The ads are airing in 14 U.S. cities from May 18 to May 28, 2006.


----------



## hortonvm (Feb 15, 2006)

*No surprise here*

"With more than a $3 million annual budget, CEI is supported by both conservative foundations and corporate funding. Known corporate funders in addition to ExxonMobil include the American Petroleum Institute, Cigna Corporation, Dow Chemical, EBCO Corp, General Motors, and IBM. One of CEI's prominent funders is conservative Richard Scaife who has provided money through the Carthage and Sara Scaife Foundations. " from www.exxonsecrets.org
So far, this institute has received $1,735,000 in funding since 1998 from ExxonMobil. 
Also, their director of Global Warming and International Environmental policy isn't even a scientist, he's an economist. In fact, out of ten Staff member's bio's I read, I could only find one scientist among them (I think he's a scientist, it didn't actually say.) There are something like twenty staffers. Someone else can feel free to look at their web site and correct me. (www.cei.org)

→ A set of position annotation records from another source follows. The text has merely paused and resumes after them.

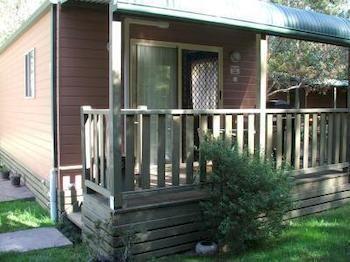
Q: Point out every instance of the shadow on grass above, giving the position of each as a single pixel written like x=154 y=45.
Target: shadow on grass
x=72 y=253
x=22 y=214
x=322 y=237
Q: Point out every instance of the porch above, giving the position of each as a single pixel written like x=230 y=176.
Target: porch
x=141 y=168
x=307 y=140
x=160 y=202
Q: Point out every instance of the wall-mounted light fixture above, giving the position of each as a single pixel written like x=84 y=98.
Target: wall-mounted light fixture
x=235 y=56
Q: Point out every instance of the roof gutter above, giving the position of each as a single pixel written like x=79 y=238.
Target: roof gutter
x=258 y=27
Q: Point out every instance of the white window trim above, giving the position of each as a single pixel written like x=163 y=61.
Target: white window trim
x=25 y=75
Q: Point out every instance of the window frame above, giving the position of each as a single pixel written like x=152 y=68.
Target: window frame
x=27 y=75
x=179 y=46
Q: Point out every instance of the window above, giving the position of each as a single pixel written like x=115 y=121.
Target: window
x=29 y=61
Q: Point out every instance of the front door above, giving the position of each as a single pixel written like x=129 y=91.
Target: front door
x=156 y=86
x=169 y=76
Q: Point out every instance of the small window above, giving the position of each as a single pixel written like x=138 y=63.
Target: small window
x=30 y=74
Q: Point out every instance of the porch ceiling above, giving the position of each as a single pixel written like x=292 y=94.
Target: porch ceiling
x=260 y=16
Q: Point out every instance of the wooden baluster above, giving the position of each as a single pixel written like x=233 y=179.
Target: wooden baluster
x=189 y=149
x=344 y=136
x=95 y=150
x=279 y=141
x=146 y=152
x=251 y=134
x=297 y=141
x=175 y=160
x=83 y=124
x=129 y=153
x=322 y=139
x=288 y=142
x=216 y=126
x=240 y=132
x=306 y=141
x=314 y=140
x=269 y=136
x=330 y=139
x=337 y=138
x=228 y=129
x=161 y=151
x=101 y=143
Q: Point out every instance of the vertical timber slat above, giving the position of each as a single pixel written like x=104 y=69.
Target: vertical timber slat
x=240 y=132
x=330 y=139
x=279 y=141
x=322 y=138
x=146 y=152
x=175 y=161
x=101 y=142
x=337 y=138
x=314 y=140
x=216 y=126
x=251 y=133
x=344 y=137
x=297 y=141
x=161 y=151
x=189 y=149
x=129 y=153
x=306 y=141
x=269 y=134
x=288 y=143
x=228 y=128
x=83 y=145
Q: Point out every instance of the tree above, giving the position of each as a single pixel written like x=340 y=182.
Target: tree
x=13 y=14
x=295 y=64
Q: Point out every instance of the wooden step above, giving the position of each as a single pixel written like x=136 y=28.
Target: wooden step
x=75 y=218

So, I don't find it curious that a bunch of economists 
funded by big oil companies like exxon who don't care about pollution in the least ( to be fair, some oil companies like BP do invest in alternative technologies and are cleaning up their act as much as profit allows) are funding a smear campaign against global warming. Do the ads have validity? Not really. Anyone who took a college level into Biology course should be able to see through them, and increasingly those with even a high school into Biology course. Will these ads work for them? I imagine they will. Nothing the American public likes more than having complex problems dumbed down for them with the result that they don't have to think about the consequences of their actions.


----------



## hortonvm (Feb 15, 2006)

*correction*

that should read "intro Biology" not "into"


----------



## mescalimick (Oct 15, 2003)

It's great. About time someone put up a differing opinion. Because, that's about the extent of "Global Warming" science- opinion. My roomate has wholehearted bought in to the movement. I've read through almost every Sierra Club and E-Magazine he's got and the extent of propaganda is amazing. The lack of real science is saddening. 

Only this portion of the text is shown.